CREATE OR REPLACE FUNCTION dq.dq_fm_Soundex(instring string) AS (
/*
* Data Quality Function - Fuzzy Matching
* dq_fm_Soundex
* input: String to encode.
* returns: Soundex code of the string.
*/
CONCAT(SUBSTR(UPPER(instring), 0, 1),
rpad(SUBSTR(`dq.dq_hf_gh_CheckRemoveFirstChar`(
REPLACE(`dq.dq_hf_gh_RemoveDuplicateChars`(
REPLACE(
REGEXP_REPLACE(
REPLACE(
REGEXP_REPLACE(
REGEXP_REPLACE(
REGEXP_REPLACE(
REGEXP_REPLACE(LOWER(instring),'[aeiouyhw]', '0'),
'[bfpv]', '1'),
'[cgjkqsxz]', '2'),
'[dt]', '3'),
'l', '4'),
'[mn]', '5'), 'r', '6')),
'0', ''), `dq.dq_hf_soundex_GetSoundexNumber`(substr(instring, 0, 1))),
0, 3), 3,'0')))
After creating that, let’s throw some names at it and give it a whirl!
WITH
name_table AS (
SELECT
["Suk","Suck","Souk",
"Price","Prise","Pryce",
"Welch","Welsh","Walch",
"Stamos","Stamoos",
"Ward","Werd","Whard",
"Gonzalez","Gonzolezz",
"McGovern","McGooovern","MacGavern"] AS lname)
SELECT
lname,
dq.dq_fm_Soundex(lname) as soundex_code
FROM
name_table,
UNNEST(lname) AS lname
Now while Soundex is fast and easy to use and implement, it does sometimes suffer in precision. The base encoding we are using here is typcially referred to as “American Soundex,” because in the 1930’s the original Russell Soundex was modified to what we have shown here, and used by the US Census Bureau to index names in the English alphabet. Names in different languages such as Korean, Japanese, or Chinese first need to be transliterated which comes with its own challenges.

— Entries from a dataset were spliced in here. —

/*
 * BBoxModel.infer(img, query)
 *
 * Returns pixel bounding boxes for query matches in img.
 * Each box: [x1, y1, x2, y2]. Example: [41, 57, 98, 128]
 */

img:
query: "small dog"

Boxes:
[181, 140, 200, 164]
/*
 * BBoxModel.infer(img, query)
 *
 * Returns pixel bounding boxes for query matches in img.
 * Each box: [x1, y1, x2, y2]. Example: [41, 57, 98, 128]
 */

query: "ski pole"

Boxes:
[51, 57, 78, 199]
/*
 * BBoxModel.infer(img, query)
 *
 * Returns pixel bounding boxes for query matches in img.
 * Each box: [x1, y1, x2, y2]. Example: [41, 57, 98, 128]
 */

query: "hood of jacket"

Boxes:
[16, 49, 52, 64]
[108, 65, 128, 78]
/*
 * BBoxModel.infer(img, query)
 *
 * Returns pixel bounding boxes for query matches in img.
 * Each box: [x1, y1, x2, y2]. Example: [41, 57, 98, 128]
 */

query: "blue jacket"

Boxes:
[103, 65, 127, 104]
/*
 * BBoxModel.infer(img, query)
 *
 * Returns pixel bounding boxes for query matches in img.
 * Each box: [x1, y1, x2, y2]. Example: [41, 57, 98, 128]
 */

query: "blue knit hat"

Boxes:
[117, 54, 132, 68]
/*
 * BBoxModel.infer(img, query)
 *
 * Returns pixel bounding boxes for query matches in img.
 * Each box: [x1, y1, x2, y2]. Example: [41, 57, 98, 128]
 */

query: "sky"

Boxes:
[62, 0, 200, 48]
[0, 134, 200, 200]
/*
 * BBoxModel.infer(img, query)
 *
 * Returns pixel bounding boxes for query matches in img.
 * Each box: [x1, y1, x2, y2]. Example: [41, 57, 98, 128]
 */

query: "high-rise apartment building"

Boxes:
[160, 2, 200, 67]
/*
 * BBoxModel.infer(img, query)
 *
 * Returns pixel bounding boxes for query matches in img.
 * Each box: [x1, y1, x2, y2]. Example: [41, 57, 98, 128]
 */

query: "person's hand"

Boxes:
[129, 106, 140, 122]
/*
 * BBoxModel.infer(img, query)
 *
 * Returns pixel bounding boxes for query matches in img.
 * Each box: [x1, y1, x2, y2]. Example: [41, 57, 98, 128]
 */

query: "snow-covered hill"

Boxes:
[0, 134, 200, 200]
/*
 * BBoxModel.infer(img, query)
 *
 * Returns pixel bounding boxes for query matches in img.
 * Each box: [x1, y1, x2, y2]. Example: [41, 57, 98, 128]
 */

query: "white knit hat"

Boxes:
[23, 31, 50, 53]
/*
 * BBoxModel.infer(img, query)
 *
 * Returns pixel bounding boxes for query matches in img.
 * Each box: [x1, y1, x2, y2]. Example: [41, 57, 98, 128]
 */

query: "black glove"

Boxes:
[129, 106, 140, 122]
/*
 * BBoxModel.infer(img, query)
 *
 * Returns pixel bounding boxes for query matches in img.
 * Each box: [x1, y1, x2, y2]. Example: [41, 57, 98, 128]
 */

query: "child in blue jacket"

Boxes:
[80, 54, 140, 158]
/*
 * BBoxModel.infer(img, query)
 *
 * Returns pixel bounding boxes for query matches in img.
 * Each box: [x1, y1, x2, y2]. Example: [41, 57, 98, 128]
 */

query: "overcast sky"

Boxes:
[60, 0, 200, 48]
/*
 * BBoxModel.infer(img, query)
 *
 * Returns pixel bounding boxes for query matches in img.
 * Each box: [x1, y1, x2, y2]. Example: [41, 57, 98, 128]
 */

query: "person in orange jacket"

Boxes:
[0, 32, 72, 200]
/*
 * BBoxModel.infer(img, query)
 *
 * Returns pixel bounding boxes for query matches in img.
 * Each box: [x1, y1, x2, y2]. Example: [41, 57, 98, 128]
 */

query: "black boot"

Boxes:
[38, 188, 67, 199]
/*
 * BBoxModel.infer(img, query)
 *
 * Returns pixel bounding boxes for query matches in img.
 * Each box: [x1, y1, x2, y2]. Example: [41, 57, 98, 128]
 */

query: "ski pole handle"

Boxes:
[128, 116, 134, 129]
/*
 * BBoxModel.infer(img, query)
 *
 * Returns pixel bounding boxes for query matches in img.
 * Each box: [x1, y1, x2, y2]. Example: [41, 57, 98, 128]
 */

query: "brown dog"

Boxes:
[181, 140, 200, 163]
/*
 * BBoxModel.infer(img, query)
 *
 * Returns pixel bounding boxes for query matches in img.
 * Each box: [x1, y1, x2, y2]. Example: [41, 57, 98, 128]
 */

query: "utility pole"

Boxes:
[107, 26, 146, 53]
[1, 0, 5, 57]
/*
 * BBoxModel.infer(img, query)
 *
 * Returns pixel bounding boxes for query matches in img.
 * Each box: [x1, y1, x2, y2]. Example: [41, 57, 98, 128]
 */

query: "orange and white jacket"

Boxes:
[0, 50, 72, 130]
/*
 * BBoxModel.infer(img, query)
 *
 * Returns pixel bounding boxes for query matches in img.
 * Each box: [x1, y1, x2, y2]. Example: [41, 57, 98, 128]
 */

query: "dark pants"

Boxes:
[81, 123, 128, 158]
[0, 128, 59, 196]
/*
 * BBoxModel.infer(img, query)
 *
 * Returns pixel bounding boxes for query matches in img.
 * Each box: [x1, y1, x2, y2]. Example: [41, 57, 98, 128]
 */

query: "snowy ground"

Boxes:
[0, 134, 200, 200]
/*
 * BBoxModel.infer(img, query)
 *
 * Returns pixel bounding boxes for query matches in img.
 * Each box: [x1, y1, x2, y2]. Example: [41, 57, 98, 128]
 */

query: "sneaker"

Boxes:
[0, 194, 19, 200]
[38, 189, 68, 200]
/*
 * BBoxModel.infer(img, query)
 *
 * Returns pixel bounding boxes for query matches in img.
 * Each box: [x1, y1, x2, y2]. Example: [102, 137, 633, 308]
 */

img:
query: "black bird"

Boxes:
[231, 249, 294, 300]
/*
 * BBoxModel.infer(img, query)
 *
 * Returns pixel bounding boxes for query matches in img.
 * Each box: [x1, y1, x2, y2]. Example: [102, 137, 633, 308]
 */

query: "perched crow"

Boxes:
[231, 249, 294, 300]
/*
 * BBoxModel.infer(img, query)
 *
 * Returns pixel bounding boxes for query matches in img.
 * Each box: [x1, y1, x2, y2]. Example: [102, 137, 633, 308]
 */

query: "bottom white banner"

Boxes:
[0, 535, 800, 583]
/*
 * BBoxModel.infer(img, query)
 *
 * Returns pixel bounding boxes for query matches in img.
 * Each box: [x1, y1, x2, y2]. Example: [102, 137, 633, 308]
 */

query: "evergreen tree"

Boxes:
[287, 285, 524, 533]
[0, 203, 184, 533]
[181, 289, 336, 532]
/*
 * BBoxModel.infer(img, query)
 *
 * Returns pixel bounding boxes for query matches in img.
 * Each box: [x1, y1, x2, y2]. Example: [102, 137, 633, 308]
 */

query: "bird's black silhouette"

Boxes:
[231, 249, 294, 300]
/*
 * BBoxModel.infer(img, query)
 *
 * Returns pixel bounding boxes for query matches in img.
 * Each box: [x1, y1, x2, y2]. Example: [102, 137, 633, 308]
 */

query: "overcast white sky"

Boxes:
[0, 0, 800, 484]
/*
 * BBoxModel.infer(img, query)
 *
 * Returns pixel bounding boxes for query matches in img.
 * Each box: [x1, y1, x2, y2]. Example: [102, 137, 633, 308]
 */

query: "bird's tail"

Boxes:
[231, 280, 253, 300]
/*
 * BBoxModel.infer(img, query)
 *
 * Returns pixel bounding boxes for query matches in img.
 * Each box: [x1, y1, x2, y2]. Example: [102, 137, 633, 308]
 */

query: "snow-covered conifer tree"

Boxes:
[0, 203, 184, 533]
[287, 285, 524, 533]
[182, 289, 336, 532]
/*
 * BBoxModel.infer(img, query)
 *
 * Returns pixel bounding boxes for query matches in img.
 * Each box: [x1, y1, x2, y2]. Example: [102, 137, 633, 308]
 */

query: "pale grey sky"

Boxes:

Even in English, we still do sometimes encounter false negatives and false positives due to the loss in precision. Take the names “Wozniak”, “Wiggins”, “Wegonge”, and “Weiscmowsky.” At least from a phonetic sense, you wouldn’t expect these to be categorized the same. However…
WITH
name_table AS (
SELECT
["wozniak","wiggins","wegonge","weiscmowsky"] AS lname)
SELECT
lname,
dq.dq_fm_Soundex(lname) AS soundex_code
FROM
name_table,
UNNEST(lname) AS lname
So while Soundex is still helpful and it’s fast, it’s definitely not infallible. It’s one dimension of a property that can be used to quickly create groupings for an entity, which is a big piece of the fuzzy matching puzzle. Typically in a data quality flow a number of different algorithms will be used in conjunction with each other with different weightings depending on the use case in order to truly determine if duplicates can be resolved, and hopefully this is helpful as the first piece of the puzzle in BigQuery.